In golf, or any other sport for that matter, there are of course many factors that always affect performance. Where golf is concerned, some of these factors derive directly from the individual, while others can be called external ones. Among the latter we can number the characteristics of the course, the weather conditions, the special features of the equipment used, the instructor or instructors, the caddy, the playing partners, the spectators, family, etc. As for the factors related to the individual, they are almost innumerable and fall into three main categories: physical, mental, and technical:

Physical factors: height; build (bone structure, muscular properties, relative proportions); central nervous system, etc.

Mental factors: powers of concentration; ability to visualize; motivation; confidence level; ability to manage stress; analysis of the course; game strategy, etc.

Technical factors: stance; grip; posture; alignment of body and club; positioning of ball; everything related to the dynamics of the action.

The objective here is not to provide an exhaustive list of the factors that determine performance but rather to realize that they are numerous in playing a (more or less important) part in determining outcomes. Believe me, at this very moment, all over the world, specialists in every field are carrying on research in universities, laboratories, companies, in the field, or wherever, as they attempt to push the present limits back a little further.

As my friend Dave would say, it isn't much use driving your ball straight for over 300 yards if you're teeing off for a par 3 with the hole only 160 yards away!

Every factor is important in its own way—even ones that may seem insignificant at first glance. Yet it would be impossible to determine exactly what contribution each makes—particularly since they are often mutually interdependent in a rather complex way. What is more, opinions often differ substantially on the matter.

For instance, some people argue that 90% of golf performance is mental, but I believe it's useful to qualify this somewhat. I'm quite prepared to admit that a professional golfer who has trained for a number of years to develop a solid, consistent swing might then be able to play without thinking a great deal about how to execute the action. On the other hand, if someone set about analyzing the factors entering into this golfer's performance it would be impossible to discount the fact that in the past he had, precisely, made a considerable effort to cultivate such an effective technique.

Nor can I accept the theory that 90% of the flaws in a golfer's swing arise from the position at address. Of course I recognize that this can have an effect on what follows, and I wouldn't for a moment want to underestimate its importance. For example, keeping the shoulders open at address (i.e. directed towards the left of the target) tends to result in an outside-in swing path, while a strong grip (with hands rotated to the right) tends to make the ball move from right to left in flight.

On the other hand I could never simply decide to minimize the importance of the action itself.
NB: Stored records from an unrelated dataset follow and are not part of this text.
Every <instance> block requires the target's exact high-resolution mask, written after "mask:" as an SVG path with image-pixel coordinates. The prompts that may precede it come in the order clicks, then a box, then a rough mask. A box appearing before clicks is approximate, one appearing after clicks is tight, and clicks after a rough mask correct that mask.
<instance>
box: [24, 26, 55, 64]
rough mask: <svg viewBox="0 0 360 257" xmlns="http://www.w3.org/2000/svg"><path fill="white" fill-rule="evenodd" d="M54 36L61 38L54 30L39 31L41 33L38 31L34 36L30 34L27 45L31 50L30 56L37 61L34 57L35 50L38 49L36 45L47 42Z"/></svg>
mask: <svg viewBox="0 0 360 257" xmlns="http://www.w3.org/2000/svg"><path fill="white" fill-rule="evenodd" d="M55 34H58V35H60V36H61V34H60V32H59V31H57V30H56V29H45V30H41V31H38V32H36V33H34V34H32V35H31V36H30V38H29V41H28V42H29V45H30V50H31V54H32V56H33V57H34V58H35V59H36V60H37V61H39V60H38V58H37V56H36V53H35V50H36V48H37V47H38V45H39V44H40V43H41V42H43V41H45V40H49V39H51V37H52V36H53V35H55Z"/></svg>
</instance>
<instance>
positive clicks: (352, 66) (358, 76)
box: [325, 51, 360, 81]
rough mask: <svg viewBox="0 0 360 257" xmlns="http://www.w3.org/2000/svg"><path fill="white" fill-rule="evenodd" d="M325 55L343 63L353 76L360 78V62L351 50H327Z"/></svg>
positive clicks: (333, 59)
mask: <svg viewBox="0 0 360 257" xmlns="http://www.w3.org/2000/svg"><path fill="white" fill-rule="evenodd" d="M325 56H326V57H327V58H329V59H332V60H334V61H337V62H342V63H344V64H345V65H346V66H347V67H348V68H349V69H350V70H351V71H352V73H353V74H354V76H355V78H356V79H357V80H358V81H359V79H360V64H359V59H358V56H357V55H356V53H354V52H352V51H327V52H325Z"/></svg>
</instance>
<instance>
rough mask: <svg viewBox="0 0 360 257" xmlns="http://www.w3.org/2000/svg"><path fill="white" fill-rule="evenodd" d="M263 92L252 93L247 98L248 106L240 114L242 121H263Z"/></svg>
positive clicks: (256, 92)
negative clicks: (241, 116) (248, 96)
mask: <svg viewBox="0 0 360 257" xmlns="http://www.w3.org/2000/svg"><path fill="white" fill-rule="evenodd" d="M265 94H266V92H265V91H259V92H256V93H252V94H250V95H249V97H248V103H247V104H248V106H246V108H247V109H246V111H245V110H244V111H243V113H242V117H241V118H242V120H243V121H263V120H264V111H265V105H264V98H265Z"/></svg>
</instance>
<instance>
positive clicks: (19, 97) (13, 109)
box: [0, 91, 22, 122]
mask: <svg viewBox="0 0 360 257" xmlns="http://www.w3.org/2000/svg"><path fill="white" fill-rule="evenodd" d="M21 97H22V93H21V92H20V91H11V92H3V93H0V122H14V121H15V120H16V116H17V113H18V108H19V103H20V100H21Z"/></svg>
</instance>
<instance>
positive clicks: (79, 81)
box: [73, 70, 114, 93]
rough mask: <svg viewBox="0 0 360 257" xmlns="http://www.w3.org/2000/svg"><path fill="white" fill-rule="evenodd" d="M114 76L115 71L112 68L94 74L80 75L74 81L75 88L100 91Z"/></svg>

In principle, a certain position at address, whether good or bad, should produce the same result time and time again (as long as the action remains the same). All too often I've seen beginning golfers who, while basically starting from the same position at address, nevertheless produced an incredibly varied range of ball flights. And all too often I've seen good golfers who, basically starting from the same address position, hit the ball in wildly different directions. Even when top-level professional golfers spray a ball off to the right or left—however rarely this may happen—it's a safe bet that this isn't simply the result of a faulty position at address but that there's some problem with their action.

In short, all too often my observations have led me to the conclusion that the majority of problems golfers have with their swing are indeed… problems with their swing!

Golfers playing on the professional circuits all have pretty effective swings that allow them to strike the ball well enough to be competitive at such a high level. More specifically we can observe that these golfers all perform a certain rotation of the body in both the backswing and the downswing, that they all approach the impact zone keeping their wrists cocked, and that none of them complete the stroke with their weight still on the rear foot. On the other hand, not all of them use an identical technique and, inevitably, some have a better swing than others.

What is true is that in the history of professional golf the players said to have the best swings haven't always won the most tournaments! This helps to underscore the importance of the other factors that enter into performance—particularly when there is not a great difference in the level of the competitors' techniques. For example it is not unheard of for the better man to win over the better technique.

However it is obvious that the better man would be an even more formidable opponent if he could also call on the better technique!

My first university program in physical education included a specialization in physical conditioning. The second enabled me to work as a sports psychologist. In the end, the only profession I've really pursued was as a golf instructor, teaching primarily the technique of the game. There is no way I would suggest that certain factors can safely be neglected, and indeed I'm convinced that all golfers can improve their performances if they take the trouble to work on any aspect of the game, physical, mental or technical. However, practical experience has taught me that the biggest problem—the one that usually prevents amateur golfers from improving their game—is found on the level of technique, and specifically in the dynamic of the action.

No doubt a golfer who experiences difficulty in striking the ball may benefit from using better equipment, following an appropriate diet, consulting a sports psychologist, and even from improving his grip. But as long as he approaches the impact zone with wrists already uncocked, or fails to eliminate some other major flaw in his golf swing, he's failing to come to grips with the real problem.